Although my grandmother received a diagnosis of Alzheimer’s disease in her 80s, my family was never sure that’s what she had.

She certainly suffered from dementia: She was able to recall childhood memories but couldn’t remember what she had had for lunch. But dementia and Alzheimer’s are not synonymous. Back then, the only way to look for the telltale Alzheimer’s plaques — deposits of the protein fragment beta amyloid that accumulate in the spaces between nerve cells — was through an autopsy, which we didn’t do.

Over the past 15 years, researchers have developed a greater understanding of how the disease works. We now have more accurate ways of diagnosing Alzheimer’s and are moving closer to developing drugs to directly attack the disease. Much of this work is still in the early stages, but experts are growing more hopeful about dealing with the debilitating disease, which currently has no cure.

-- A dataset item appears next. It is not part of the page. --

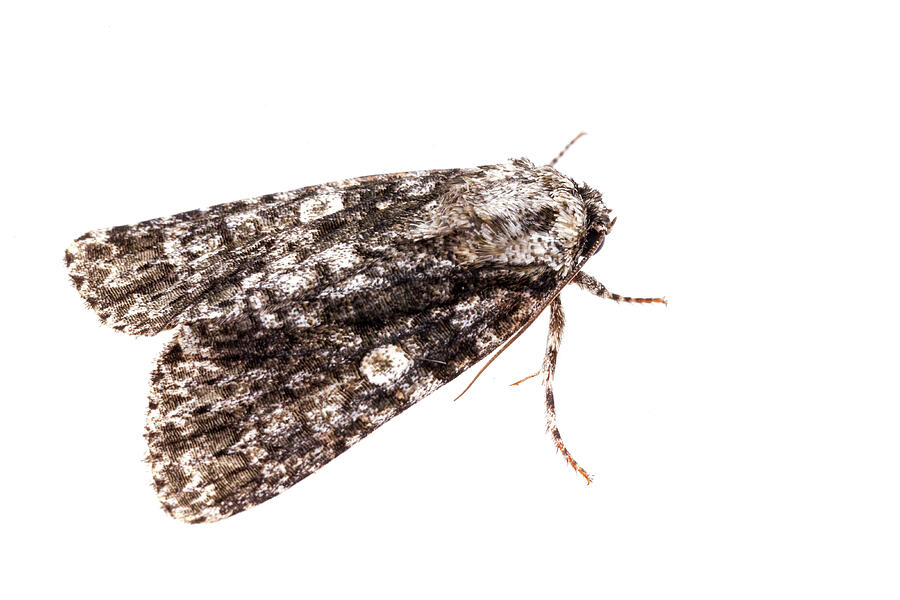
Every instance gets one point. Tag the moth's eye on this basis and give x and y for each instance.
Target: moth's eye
(592, 237)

Now, for example, we no longer have to rely on autopsies to confirm the existence of Alzheimer’s plaques. In a major advance last year, the Food and Drug Administration approved a method that uses a radioactive dye, known commercially as Amyvid, to light up amyloid plaques in a PET scan.

The FDA approved Amyvid to rule out Alzheimer’s when the scan is negative and to confirm the presence of plaques when positive, but that does not necessarily indicate the disease is present. However, some doctors are using the scans to confirm the disease, which experts say is misdiagnosed up to a quarter of the time. Paul Aisen, director of the Alzheimer’s Disease Cooperative Study at University of California at San Diego, calls Amyvid an “enormous advance” because a positive scan, combined with his clinical diagnosis, means he can tell patients and their families the disease is “present, not probable.”

However, the scans are not available everywhere, cost $3,000 to $4,000 and are not covered by Medicare or other insurers.

Still, says John Morris, a neurologist at Washington University School of Medicine in St. Louis, “families want to know.” A few of his patients have paid for the test out of pocket. “They want to put a name on it, to deal with it, even if there isn’t a curative therapy for it.”